For larger, investor-owned utilities (IOUs), a new data center backed by one of today's hyperscalers may represent only a modest share of overall load growth. For many cooperatives, however, that same increase can be transformative. For example, while a 400-megawatt facility may account for less than 5% of total load served by an IOU, it could represent as much as 70% of a smaller cooperative’s peak system capacity. In response to these changes, cooperatives must rethink how they plan to pursue growth opportunities while continuing to provide reliable, affordable energy.
In addition to redefining portfolio strategy and operations, the impact of these loads is also financial. Large commercial customers represent an opportunity to bring higher revenue, which cooperatives, as nonprofit organizations, can reinvest into system upgrades, reliability improvements, member services and community programs. For many rural communities, that reinvestment translates into higher-quality service. But capturing that value requires cooperatives to move with confidence in a market where efficiency and credibility are fundamental.
New realities of the market
Demand growth is driving unprecedented development, putting cooperatives in direct competition with IOUs for limited equipment, materials and construction capacity. Success depends on understanding the market’s new ground rules, which are redefining how projects are planned and delivered:
- Procurement comes first. With long-lead equipment in short supply, securing transformers, switchgear and other major components early is essential. In many cases, this means placing deposits before permits are finalized or projects are fully defined.
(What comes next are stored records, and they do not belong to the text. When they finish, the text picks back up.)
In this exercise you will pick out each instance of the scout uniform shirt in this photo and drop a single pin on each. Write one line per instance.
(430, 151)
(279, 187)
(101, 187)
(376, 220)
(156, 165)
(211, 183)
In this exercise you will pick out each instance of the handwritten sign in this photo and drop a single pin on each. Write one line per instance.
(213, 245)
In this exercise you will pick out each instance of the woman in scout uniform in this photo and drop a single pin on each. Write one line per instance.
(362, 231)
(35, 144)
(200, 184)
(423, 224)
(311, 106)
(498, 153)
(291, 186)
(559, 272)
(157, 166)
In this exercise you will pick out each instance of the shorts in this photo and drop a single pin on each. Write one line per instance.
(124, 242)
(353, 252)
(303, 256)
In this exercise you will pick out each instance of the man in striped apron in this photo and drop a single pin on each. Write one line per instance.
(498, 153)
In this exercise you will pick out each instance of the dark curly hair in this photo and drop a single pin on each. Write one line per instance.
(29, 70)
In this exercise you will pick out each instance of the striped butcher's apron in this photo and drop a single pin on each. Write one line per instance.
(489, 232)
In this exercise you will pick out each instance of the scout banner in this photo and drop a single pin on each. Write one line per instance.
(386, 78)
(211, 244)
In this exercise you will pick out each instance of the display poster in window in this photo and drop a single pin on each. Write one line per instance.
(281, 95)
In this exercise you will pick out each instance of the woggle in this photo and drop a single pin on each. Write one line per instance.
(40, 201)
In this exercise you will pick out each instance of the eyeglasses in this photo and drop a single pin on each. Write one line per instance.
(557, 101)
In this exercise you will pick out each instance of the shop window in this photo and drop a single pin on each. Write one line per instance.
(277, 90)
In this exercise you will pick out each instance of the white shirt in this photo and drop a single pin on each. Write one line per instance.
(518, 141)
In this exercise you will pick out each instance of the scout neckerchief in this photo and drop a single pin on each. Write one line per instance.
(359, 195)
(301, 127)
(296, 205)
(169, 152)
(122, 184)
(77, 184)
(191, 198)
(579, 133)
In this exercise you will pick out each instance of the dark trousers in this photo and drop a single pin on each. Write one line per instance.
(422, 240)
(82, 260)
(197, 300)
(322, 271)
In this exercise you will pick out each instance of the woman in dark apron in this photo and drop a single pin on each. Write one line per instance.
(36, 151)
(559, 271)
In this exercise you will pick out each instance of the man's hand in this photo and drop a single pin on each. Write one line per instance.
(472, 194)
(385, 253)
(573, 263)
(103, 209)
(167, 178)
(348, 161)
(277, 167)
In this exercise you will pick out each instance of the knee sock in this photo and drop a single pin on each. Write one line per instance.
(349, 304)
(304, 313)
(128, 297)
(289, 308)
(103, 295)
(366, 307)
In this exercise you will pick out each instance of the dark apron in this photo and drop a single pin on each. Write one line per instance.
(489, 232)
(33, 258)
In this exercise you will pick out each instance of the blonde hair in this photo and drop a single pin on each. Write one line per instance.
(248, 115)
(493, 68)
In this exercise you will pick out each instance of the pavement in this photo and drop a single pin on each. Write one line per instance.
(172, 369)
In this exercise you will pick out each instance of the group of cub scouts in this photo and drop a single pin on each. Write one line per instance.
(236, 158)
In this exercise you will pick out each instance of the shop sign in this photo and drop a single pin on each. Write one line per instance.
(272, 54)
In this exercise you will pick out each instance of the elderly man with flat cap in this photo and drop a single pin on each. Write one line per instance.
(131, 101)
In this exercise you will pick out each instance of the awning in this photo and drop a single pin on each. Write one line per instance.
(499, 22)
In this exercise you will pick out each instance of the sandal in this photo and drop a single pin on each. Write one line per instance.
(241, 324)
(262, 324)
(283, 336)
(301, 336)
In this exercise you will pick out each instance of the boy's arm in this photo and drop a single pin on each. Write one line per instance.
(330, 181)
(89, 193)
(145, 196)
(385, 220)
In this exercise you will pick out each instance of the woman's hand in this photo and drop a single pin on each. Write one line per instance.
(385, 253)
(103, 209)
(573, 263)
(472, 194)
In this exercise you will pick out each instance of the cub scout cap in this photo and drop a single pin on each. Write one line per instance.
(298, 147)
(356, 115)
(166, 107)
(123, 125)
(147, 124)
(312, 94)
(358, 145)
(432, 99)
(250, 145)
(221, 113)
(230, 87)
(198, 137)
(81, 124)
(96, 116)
- Collaborative delivery is rising. Utilities and project teams are increasingly using open-book and other collaborative delivery models instead of traditional design-bid-build. These collaborative approaches offer greater flexibility and enable cooperatives to share risk and stay competitive.
- Financing adds complexity. Many cooperatives rely on Rural Utilities Service financing, which brings valuable support but also additional layers of oversight and documentation. Balancing these requirements with the need for speed and market agility is an ongoing challenge.
For cooperatives, the path forward relies on building trusted relationships early — with engineer-procure-construct (EPC) partners, equipment manufacturers and financial institutions — to secure capacity, control costs and maintain momentum as system demands continue to rise.
Need for new backstops
Cooperatives are well positioned to serve new large loads required by data centers, oil producers and advanced manufacturers. Yet projects built for a few concentrated customers can challenge the cooperative principle of broadly shared benefits. Traditional financing that spreads costs across all members may not fit these circumstances.
Cooperatives and other not-for-profit utilities will increasingly turn to private capital markets when traditional federal loans fall short. This shift requires financial acumen to navigate lenders, debt markets and credit ratings. It also raises new questions about how to allocate patronage capital, since much of the revenue may come from a small number of high-demand customers or windfall events.
Federal backstops designed for rural electrification no longer match today’s needs. Updating these programs while engaging partners that combine engineering and financial acumen will help cooperatives take on larger projects.
Looking ahead
Electrification, industrial onshoring and digital infrastructure are creating structural shifts that will define the next generation of energy planning. For cooperatives, the question is not whether to grow but how to do so in a way that maintains affordability, supports reliability and strengthens the communities they serve.